最も税理士が忙しい時期の年末調整業務は、従業員の数によって作成する税務書類の量が増えますので、従業員の人数が多くなるほど、加算した税理士報酬が請求されます。
税理士報酬規程
税理士報酬規定にて税理士報酬の最高限度額が設定されていましたが、平成14年に撤廃され、各々の税理士が独自の判断で報酬額を自由に設定しています。一般の税理士報酬は税理士報酬規定より低く設定されています。
また、税の種類によって顧問報酬が定められています。所得税では事業の年間の総所得金額、あるいは取引金額の多さによって、税理士の顧問報酬が定められていました。その他の税についての報酬も定めています。
撤廃された税理士報酬規定については、税理士の報酬基準が定められ税理士報酬の計算根拠として長く使われていました。現在は効力が無いものの、税理士報酬の体系となっています。
税理士報酬の会計処理は?
従業員の個人的な税務相談で発生した税理士報酬は、会社の経費として処理はできませんが、会社の会計や税務に関して税理士に支払った報酬は、経費として処理ができます。
経費である税理士報酬は、課税対象から減額することができます。税務のプロフェッショナルからのアドバイスを受けた報酬が経費となるのは、会社にとってメリットです。
また、経費で税理士報酬を支払った分は、会社のキャッシュフローが悪くなりますので、業務の全てを税理士に丸投げをせずに、税理士に頼む仕事を選別する必要があります。
税理士報酬は源泉するのか
税理士に仕事を依頼した報酬を支払う際に、報酬から源泉徴収をして支払う必要があります。源泉徴収をおこなうのは個人の税理士に支払う場合で、税理士法人の場合は源泉徴収をしなくて済みます。
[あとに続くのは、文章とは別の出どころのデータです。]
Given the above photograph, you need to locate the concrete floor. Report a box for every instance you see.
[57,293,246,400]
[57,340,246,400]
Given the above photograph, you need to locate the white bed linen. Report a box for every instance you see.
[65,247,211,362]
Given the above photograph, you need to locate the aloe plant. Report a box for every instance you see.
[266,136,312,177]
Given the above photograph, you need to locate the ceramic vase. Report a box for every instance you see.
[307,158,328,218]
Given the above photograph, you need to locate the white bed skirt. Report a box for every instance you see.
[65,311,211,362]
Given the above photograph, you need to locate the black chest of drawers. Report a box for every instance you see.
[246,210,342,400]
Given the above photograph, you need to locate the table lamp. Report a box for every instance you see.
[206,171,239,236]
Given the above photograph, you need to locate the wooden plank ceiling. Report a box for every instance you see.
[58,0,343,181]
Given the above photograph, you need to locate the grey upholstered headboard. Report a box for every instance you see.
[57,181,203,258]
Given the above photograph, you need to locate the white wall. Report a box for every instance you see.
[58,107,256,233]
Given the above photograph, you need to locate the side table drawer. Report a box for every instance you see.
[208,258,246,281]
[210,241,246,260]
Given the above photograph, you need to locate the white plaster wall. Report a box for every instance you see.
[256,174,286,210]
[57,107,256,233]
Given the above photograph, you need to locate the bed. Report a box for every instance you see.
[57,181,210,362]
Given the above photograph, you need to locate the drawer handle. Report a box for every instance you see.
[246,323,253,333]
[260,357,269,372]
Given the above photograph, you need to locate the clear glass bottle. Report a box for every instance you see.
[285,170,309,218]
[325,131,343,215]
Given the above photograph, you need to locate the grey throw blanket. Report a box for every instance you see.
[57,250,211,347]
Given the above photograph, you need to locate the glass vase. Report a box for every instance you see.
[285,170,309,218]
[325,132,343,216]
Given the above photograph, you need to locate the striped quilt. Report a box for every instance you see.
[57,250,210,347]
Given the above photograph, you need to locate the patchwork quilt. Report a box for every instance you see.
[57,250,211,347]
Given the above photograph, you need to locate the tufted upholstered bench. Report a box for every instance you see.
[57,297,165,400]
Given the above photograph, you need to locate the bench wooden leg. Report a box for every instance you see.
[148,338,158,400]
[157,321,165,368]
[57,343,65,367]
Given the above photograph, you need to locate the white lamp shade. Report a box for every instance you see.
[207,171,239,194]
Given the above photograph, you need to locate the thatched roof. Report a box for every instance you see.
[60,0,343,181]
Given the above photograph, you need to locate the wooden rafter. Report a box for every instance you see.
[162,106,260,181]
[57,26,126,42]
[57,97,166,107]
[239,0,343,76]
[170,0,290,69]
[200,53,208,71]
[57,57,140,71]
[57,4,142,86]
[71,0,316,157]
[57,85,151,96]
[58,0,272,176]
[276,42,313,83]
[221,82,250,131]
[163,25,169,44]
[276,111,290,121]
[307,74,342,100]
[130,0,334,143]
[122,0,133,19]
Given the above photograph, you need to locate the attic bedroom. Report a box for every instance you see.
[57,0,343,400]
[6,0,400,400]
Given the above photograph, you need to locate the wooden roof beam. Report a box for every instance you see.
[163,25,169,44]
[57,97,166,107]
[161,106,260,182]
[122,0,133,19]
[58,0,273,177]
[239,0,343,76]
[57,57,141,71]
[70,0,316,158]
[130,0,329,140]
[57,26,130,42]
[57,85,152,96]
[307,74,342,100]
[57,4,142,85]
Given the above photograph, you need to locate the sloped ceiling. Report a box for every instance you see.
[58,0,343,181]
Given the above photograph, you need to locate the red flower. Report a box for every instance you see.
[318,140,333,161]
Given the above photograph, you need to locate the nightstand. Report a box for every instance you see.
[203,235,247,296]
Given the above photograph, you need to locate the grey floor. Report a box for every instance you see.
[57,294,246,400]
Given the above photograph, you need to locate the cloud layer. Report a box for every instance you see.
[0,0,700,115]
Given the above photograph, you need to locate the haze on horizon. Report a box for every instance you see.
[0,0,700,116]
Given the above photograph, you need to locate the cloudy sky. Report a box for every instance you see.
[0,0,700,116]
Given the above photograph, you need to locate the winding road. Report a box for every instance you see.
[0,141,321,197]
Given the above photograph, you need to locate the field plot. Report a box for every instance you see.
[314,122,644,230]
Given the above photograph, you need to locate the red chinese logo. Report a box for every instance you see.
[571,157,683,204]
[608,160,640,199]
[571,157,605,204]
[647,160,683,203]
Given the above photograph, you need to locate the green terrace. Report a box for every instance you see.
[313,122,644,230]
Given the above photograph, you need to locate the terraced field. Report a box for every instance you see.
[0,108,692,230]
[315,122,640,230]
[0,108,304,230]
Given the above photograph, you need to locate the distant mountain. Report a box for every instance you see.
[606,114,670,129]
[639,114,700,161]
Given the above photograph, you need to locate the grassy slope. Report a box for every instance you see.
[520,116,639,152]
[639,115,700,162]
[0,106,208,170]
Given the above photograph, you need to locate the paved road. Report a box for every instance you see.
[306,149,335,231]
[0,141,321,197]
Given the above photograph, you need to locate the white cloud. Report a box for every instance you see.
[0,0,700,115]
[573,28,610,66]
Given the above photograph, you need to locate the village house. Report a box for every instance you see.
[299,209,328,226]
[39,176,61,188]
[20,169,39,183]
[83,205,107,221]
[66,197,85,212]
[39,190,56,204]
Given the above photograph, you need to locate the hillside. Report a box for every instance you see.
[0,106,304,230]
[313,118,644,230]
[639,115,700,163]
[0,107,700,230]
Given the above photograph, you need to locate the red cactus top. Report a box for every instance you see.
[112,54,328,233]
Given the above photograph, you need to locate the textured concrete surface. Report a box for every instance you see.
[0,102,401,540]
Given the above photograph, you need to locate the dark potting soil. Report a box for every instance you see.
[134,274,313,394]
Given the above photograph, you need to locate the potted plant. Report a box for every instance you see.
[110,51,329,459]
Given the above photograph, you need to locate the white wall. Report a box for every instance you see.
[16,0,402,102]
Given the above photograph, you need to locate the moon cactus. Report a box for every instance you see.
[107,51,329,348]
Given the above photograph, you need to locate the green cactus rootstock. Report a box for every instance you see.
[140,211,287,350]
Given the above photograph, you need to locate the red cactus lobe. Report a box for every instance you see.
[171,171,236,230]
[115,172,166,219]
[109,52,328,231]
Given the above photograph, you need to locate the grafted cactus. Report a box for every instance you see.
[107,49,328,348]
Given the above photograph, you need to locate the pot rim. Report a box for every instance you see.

平成25年から従来の源泉徴収の税額に復興特別所得税が課されることになり、所得税率と復興特別所得税率を適用して、税理士報酬から源泉徴収する必要があります。源泉徴収をする義務があるのは支払者になります。
例えば税理士報酬が100万円以下の場合、報酬金額から所得税率と復興特別所得税率を適用した、100万円×10.21%=102,100円を税理士報酬から源泉徴収します。
税理士報酬の仕訳とは
継続して使用している勘定項目で処理をしても構いませんが、税理士に支払った報酬は支払い手数料で処理するのが無難です。他には報酬や顧問料を処理するための支払報酬料で処理をしてもよいです。
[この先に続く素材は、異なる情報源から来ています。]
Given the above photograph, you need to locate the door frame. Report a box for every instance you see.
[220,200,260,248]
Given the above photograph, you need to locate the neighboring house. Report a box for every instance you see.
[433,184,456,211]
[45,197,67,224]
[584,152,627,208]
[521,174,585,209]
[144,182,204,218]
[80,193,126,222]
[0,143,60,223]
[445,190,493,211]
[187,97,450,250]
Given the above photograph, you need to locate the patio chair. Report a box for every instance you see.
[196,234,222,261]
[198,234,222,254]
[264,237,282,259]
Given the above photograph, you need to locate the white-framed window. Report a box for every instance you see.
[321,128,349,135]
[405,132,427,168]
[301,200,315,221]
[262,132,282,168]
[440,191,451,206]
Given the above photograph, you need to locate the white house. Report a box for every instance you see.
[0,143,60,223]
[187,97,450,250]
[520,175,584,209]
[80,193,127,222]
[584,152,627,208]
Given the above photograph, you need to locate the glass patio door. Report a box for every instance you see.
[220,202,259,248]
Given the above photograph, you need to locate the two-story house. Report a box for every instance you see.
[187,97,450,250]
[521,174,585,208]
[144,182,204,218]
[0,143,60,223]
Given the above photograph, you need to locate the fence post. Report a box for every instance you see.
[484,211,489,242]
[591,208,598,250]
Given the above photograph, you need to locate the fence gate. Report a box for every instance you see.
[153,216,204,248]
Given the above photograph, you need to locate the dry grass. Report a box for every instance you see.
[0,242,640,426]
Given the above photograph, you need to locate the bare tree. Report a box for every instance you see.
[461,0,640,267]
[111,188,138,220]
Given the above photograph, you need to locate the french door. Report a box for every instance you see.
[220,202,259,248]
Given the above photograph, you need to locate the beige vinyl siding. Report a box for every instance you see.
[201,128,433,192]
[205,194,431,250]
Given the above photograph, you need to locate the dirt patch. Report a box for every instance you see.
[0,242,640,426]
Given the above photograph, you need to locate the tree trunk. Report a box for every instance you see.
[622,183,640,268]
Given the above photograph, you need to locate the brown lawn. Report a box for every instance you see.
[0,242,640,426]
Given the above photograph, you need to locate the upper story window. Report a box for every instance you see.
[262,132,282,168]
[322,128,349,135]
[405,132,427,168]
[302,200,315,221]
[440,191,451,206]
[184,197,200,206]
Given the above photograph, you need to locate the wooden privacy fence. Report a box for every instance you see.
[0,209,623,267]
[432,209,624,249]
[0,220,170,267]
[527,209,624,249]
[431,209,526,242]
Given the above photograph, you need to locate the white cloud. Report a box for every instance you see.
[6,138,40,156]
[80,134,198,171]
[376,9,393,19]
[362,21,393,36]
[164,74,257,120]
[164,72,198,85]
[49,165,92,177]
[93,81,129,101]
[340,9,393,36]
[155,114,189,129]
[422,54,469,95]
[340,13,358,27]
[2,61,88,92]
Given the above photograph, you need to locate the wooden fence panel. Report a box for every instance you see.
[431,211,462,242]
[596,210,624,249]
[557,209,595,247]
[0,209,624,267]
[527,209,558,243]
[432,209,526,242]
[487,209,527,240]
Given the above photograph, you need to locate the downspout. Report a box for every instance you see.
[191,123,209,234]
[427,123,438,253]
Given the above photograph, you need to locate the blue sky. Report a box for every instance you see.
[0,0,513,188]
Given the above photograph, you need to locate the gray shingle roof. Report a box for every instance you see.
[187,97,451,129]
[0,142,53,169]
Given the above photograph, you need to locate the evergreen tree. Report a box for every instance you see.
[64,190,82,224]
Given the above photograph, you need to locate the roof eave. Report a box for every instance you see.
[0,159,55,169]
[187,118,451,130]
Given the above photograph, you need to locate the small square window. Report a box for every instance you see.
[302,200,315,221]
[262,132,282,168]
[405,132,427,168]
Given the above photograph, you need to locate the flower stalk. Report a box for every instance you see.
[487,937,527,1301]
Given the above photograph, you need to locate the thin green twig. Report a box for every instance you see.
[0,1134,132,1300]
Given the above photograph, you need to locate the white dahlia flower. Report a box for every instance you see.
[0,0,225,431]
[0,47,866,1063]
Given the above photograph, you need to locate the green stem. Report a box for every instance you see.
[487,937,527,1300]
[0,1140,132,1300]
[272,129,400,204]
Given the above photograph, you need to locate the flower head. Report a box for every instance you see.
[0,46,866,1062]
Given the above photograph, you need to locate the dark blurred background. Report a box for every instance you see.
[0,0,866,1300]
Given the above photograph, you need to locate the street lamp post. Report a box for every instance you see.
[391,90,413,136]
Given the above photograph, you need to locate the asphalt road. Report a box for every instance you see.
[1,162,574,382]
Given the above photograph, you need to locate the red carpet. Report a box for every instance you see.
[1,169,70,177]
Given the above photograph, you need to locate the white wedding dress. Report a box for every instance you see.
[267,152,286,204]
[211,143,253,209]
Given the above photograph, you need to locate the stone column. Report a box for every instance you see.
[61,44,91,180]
税理士報酬は、勘定項目を3個以上登場する取引で使用する複合仕訳に該当します。複合仕訳は幾つかの種類がありますが、税理士報酬を支払ったパターンとして覚えると便利です。
税理士報酬から源泉徴収をした金額の仕訳は、源泉所得税預かり金として処理をします。源泉所得税などは、原則として支払いの翌月10日までに納付する必要があります。
税理士に頼む仕事を選別する
税法上の特例を適用するといった節税をすることができる税理士に、確定申告書の作成を依頼するメリットは多いです。税理士に仕事を頼むことで、本業に専念できるメリットも見込まれます。
市販の会計ソフトを使っても正確な税務書類が作れると考えている人は多いですが、正しい勘定項目で処理をされている会計帳簿を、税法の知識が無い素人が作るのは難しいものです。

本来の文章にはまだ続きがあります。